The notion of a demographic dividend (conventionally defined as the potential economic benefits derived from having a small share of economically dependent individuals) stands as the dominant paradigm for conceptualizing and communicating why population matters for development. The United Nations Population Fund, for instance, has prominently adopted such an approach, focusing on reproductive health services to alleviate unmet need for family planning and moderate fertility (UNFPA 2016).
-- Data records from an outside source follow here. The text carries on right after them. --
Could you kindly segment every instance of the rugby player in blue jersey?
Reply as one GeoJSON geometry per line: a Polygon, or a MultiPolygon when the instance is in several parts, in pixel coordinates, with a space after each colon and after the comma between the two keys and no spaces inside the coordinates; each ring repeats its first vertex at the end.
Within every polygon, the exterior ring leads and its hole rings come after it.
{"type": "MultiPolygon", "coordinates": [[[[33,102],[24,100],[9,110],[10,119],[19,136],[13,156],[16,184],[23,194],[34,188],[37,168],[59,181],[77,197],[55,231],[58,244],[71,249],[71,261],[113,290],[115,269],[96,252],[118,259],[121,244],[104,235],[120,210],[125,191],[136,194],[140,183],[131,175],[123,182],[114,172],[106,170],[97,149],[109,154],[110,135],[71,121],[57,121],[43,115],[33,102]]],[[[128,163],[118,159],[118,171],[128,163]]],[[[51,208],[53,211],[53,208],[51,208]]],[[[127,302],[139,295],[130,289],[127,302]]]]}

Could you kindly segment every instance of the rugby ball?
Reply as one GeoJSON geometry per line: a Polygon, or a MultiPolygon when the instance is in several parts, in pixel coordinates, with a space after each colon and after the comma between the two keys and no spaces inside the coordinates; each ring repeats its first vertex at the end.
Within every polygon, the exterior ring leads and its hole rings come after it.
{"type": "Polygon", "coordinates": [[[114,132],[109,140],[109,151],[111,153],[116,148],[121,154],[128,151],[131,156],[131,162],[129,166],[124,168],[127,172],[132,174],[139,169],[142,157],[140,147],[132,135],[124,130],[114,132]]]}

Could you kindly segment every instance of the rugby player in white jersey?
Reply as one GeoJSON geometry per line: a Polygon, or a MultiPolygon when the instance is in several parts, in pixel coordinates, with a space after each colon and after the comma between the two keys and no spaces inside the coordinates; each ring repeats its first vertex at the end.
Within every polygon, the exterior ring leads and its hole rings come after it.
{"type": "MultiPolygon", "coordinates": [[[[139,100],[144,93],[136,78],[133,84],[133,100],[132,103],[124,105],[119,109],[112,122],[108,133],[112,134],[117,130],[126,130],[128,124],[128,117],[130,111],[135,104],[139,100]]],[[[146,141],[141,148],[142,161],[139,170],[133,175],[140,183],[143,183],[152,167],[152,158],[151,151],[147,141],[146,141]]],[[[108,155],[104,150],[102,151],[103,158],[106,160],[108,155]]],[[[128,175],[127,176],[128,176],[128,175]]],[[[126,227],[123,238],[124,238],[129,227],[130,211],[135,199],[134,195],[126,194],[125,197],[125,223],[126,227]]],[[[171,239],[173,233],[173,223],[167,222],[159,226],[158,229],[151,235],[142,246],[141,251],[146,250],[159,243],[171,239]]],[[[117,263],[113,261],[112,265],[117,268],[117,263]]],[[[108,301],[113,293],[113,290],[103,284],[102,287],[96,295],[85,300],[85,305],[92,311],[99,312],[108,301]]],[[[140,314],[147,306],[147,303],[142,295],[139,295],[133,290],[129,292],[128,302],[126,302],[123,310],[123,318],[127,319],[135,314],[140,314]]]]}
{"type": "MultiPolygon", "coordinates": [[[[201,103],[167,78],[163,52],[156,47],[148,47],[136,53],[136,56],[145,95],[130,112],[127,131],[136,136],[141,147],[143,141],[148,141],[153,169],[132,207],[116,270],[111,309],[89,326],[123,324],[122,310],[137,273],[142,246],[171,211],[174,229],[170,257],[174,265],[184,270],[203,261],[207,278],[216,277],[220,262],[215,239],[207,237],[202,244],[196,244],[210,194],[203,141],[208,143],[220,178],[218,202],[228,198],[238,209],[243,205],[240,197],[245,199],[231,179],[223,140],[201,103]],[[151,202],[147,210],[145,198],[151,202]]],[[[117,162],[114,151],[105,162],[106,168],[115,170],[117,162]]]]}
However, a new look at the demographic dividend (Lutz et al. 2019) shows that education improvement rather than a change in age structure is the gatekeeper for accessing economic growth. The econometric model that we used separates education from age-structure effects on development outcomes, finding that gains from a rising share of the working-age population are prevalent only when a relatively high share of the population is educated beyond primary schooling (Figure 1).

Age-structural change in itself does not open a specific window of opportunity: it can help strengthen the dividend, but only when combined with an improvement in human capital, which is the primary agent of change in low-income countries. Development goals, especially for early demographic transition countries, should therefore set education as a priority from the beginning, as the Sustainable Development Goals (SDGs) already postulate. Such a strategy also works in moderating fertility (Kebede et al 2019), which is a useful complement in the process of economic development.

What constitutes demographic change and its dividend?

While demographic change is sometimes narrowly viewed as only referring to changing age structure, both common usage and authoritative scientific definitions often take a broader view that includes changes in several demographic dimensions. For example, when the media write about the changing demographics of the USA in the context of voting behaviour, they refer to the changing proportions of Hispanics, changing proportions in urban, semi-urban and rural areas and changing education structures, among others. This broad usage is also in line with the definition used by the International Union for the Scientific Study of Population (IUSSP) and key textbooks (Shryock et al 1973) as the scientific study of changing population size and structures, meaning multiple structures. In this sense, both changes, in the education structure and in the age structure, can be labelled “demographic”, and both can influence the demographic dividend. Which of these demographic structural changes is more important for economic growth is a matter of empirical assessment rather than ex ante assumptions.

A counterfactual: what if Nigeria had followed a South Korean path?

The coefficients estimated in (Lutz et al. 2019) can be used to simulate alternative paths of per capita GDP. To do this, we will take Nigeria as an example. We can model the country’s evolution by “inserting” aspects of the South Korean experience, characterized by marked fertility decline, rapid progress in education and economic growth (Table 1). Of course, these simulations are not to be taken at face value: they are meant solely to disentangle the drivers of development and ultimately show that paired together, age structure and progress in education produce the best results.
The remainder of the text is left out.